Mythen auf dem Prüfstand
Ist das Verschlucken eines Kaugummis schädlich?
Aktualisiert am 07.06.2026 – 20:00 UhrLesedauer: 3 Min.
Kaugummi hat wohl jeder schon einmal gekaut. Aus Versehen oder mit Absicht landet die klebrige Masse manchmal im Magen anstatt im Mülleimer: Ist das schlimm?
Das erste Kaugummi-Patent gibt es schon seit über 150 Jahren. Seit dem weltweiten Siegeszug der klebrigen Masse ranken sich wilde Theorien darum, was Kaugummis mit dem Körper machen. Müssen Dauerkauer etwa Karies, einen Blähbauch oder gar richtig dicke Kiefermuskeln befürchten? Was ist wirklich an den Mythen dran?
Kann Kaugummikauen das Zähneputzen ersetzen?
Nein, erklärt die Bundeszahnärztekammer. Kaugummikauen kann die Mundhygiene aber unterstützen, weil die Produktion von Speichel angeregt wird. Beim Verspeisen kohlenhydratreicher Lebensmittel wandeln Bakterien Zucker in Säuren um. Diese lösen Mineralien aus dem Zahnschmelz heraus und begünstigen so die Entstehung von Karies.
Laut Bundeszahnärztekammer hilft der Speichelfluss dabei, Zähne etwa nach dem Essen zu reparieren, indem er den Mineralverlust ausgleicht. Speichel besitzt zudem eine antibakterielle Wirkung und neutralisiert den durch die Säuren entstandenen sauren pH-Wert in der Mundhöhle.
Auch Dr. med. Hans Michael Mühlenfeld, Arzt für Allgemeinmedizin, sagt, dass Kaugummikauen das Zähneputzen nicht ersetzen kann. „Allerdings ist das Kauen zuckerfreier Kaugummis durchaus geeignet, Speisereste aus Zahnzwischenräumen zu entfernen“, erklärt der Vorsitzende des Bremer Hausärzteverbandes. Damit sei eine Vorreinigung möglich.
Haben Kaugummis eine abführende Wirkung?
Auf Verpackungen finden Sie oft den Hinweis, dass Kaugummis bei übermäßigem Verzehr abführend wirken können. „Viele Kaugummis enthalten Zuckerersatzstoffe wie zum Beispiel Sorbit, diese haben eine abführende Wirkung“, sagt Mühlenfeld. Daher könne ein solcher Effekt nach mehr als fünf bis sieben Kaugummis durchaus eintreten. Deshalb gilt: innerhalb kürzerer Zeit nicht zu viele Kaugummis kauen.

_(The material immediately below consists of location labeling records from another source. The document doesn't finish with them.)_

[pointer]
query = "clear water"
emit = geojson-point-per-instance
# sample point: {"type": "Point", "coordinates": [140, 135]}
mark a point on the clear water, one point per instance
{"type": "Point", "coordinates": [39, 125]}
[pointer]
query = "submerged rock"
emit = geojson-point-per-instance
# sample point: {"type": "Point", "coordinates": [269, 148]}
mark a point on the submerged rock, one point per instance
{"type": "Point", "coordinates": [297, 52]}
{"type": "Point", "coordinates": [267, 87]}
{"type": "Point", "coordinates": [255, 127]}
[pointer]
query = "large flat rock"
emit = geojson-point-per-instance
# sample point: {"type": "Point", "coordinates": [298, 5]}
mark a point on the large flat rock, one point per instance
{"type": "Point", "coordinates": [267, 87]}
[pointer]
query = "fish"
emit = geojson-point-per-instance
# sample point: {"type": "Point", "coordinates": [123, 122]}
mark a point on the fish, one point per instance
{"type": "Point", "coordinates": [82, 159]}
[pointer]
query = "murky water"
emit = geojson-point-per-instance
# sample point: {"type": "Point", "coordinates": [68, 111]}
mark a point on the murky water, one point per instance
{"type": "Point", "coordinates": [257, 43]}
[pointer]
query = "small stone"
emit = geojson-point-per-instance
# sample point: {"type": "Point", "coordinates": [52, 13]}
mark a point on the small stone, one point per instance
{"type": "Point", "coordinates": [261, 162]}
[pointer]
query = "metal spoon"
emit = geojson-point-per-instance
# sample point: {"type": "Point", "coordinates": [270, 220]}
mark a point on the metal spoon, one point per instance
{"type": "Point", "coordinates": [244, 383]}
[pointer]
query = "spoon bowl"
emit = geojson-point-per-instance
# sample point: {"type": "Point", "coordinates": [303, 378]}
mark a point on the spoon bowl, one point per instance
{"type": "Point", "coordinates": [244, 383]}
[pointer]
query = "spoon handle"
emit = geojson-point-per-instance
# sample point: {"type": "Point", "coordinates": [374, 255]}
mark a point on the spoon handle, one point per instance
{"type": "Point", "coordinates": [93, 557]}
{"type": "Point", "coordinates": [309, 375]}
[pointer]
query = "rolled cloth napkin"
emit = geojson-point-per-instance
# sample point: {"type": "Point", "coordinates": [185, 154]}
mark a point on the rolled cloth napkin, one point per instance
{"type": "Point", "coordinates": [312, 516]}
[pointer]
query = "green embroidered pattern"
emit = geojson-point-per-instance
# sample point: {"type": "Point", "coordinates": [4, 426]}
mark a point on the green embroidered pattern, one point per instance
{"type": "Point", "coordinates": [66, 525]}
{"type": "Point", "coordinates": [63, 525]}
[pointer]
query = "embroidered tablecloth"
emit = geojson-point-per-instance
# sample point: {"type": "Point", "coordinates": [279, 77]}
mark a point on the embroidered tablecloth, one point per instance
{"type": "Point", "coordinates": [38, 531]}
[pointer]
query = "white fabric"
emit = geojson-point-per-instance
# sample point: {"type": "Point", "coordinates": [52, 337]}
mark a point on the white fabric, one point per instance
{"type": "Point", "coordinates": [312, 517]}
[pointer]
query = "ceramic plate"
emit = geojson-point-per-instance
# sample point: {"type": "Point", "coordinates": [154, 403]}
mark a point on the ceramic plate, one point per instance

Bekommt man vom Kaugummikauen ausgeprägte Kiefermuskeln?
Grundsätzlich stärkt jede Kaubewegung die Kiefermuskulatur, wie die Experten der Bundeszahnärztekammer erklären. Zu sichtbaren Effekten – wie beispielsweise deutlich ausgeprägten Kiefermuskeln – führe das aber nur in extremen Fällen, etwa wenn jemand jeden Tag stundenlang Kaugummi kaut.
Verursachen Kaugummis Karies?
„Bei den heute im Handel erhältlichen zuckerfreien Kaugummis besteht die Gefahr nicht“, sagt die Bundeszahnärztekammer. Der in Kaugummis häufig verwendete Zuckeraustauschstoff Xylit etwa könne nicht von Bakterien zu Säuren verarbeitet werden, die Mineralien aus dem Zahnschmelz herauslösen. Nach Ansicht des Zahnarztes können Sie ausschließen, dass sie Karies verursachen. Welche Süßstoffe im Kaugummi enthalten sind, können Sie mit einem Blick auf die Inhaltsstoffe erkennen.
Reduziert Kaugummikauen das Hungergefühl?
Nein, das Gegenteil sei eher der Fall, sagt Mühlenfeld. „Durch das Kauen wird ja dem Körper signalisiert: ‚Da kommt gleich etwas‘, was dann aber nicht kommt.“ Dieser Effekt tritt aber nicht sofort auf: Kaugummikauen könne zeitweise das Hungergefühl verringern, erklären die Zahnexperten. Anschließend komme es aber verstärkt wieder.
Ist das Herunterschlucken von Kaugummis schädlich?
Seines Wissens nach nicht, sagt Hausarzt Mühlenfeld. Allerdings sollten Sie nicht verdauliche Stoffe eben nicht herunterschlucken. „Ein Kaugummi per se ist nicht schädlich“, bestätigt auch die Bundeszahnärztekammer. Das hänge allerdings von der Menge ab. „Keiner muss sich Sorgen machen, wenn er mal aus Versehen einen Kaugummi verschluckt.“ Einen Arzt aufsuchen müssen Sie deswegen nicht, so der Zahnarzt.